I agree that this can be applied to lots of meals. I typically meal plan (loosely!) on Sunday before I shop. I then chop any veggies, prepare any marinades/sauces, and make any grains (rice/quinoa) and stash in the fridge. I then just do the protein and assemble the veg/grain for dinner time.
posted by samthemander at 8:59 PM on August 5, 2018


I have realised that some have had difficulty accessing the red beans recipe I posted above, so here it is for those that may be interested.

INGREDIENTS
2 tablespoons olive oil
4 ounces slab bacon, diced
1 medium yellow onion, peeled and diced
3 cloves garlic, peeled and minced
1 medium red pepper, seeded and diced
2 tablespoons ground cumin
1 tablespoon ground coriander
1 cup orange juice
½ cup pineapple juice
3 (151/2-ounce) cans red kidney beans, drained
Kosher salt
freshly ground black pepper

PREPARATION

STEP 1
Heat a large saucepan over medium-high heat.
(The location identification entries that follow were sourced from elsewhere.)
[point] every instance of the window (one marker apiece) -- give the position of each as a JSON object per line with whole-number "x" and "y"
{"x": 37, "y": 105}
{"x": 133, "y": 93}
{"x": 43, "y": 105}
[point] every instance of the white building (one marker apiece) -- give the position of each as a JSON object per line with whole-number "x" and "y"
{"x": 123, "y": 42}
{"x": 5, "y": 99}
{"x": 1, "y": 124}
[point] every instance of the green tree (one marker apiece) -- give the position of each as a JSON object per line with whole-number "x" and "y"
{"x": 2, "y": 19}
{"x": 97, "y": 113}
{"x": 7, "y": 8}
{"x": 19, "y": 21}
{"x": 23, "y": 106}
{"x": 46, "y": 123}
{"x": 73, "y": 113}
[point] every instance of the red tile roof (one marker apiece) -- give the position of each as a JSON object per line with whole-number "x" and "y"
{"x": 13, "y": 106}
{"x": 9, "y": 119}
Add the olive oil and, a few moments later, the bacon. Cook, stirring occasionally, until the fat has begun to render out of the bacon and the meat is beginning to crisp, about 5 minutes.

STEP 2
Lower the heat to medium and add the onion, garlic and pepper. Cook, stirring occasionally, until the vegetables have softened, 5 to 7 minutes.

STEP 3
Add the cumin and coriander. They will absorb the heated oil in the pan and grow fragrant. Stir for 1 to 2 minutes and then add the juices. Raise the heat to high until the mixture begins to simmer, then lower the heat and reduce to one half of its volume. Taste and adjust the seasonings.

STEP 4
Stir in the beans. After 5 minutes stir again, then taste and adjust the seasonings. (The mixture can keep, softly bubbling on the stove, for hours. Add a little juice or water if necessary. Stir occasionally.) Serve with white rice.
posted by alchemist at 12:44 AM on August 6, 2018 [1 favorite]


Backing up EmpressCallipygos's suggestion of making a big batch of gumbo base and freezing it in meal-sized portions! I've made this recipe for Dowdy Corners Gumbo Zeb a couple of times, and while it does take all day, you end up with at least four meals if you're feeding 4 people and want leftovers from each meal-- if you freeze it in 1-2 person batches I bet you'd get 10-12 at least. And this base is just crazy delicious, it's one of the best things I've ever made. Just toss in whatever protein you want, heat it up and make some rice, and you have an amazing dinner that tastes like you spent a week in the kitchen in about 30 minutes.
posted by Kpele at 9:42 AM on August 6, 2018


The book An Everlasting Meal by Tamar Adler is great for this. It's sort of a cookbook, but more it's a guide to how to do this sort of thing. She talks about how to prep a few base recipes that can be tweaked and combined throughout the week for different meals. For instance, she has a whole chapter on beans, with a great method for cooking a delicious pot of beans, and then suggestions for what to do with the beans throughout the week. She does the same with veggies and meats as well.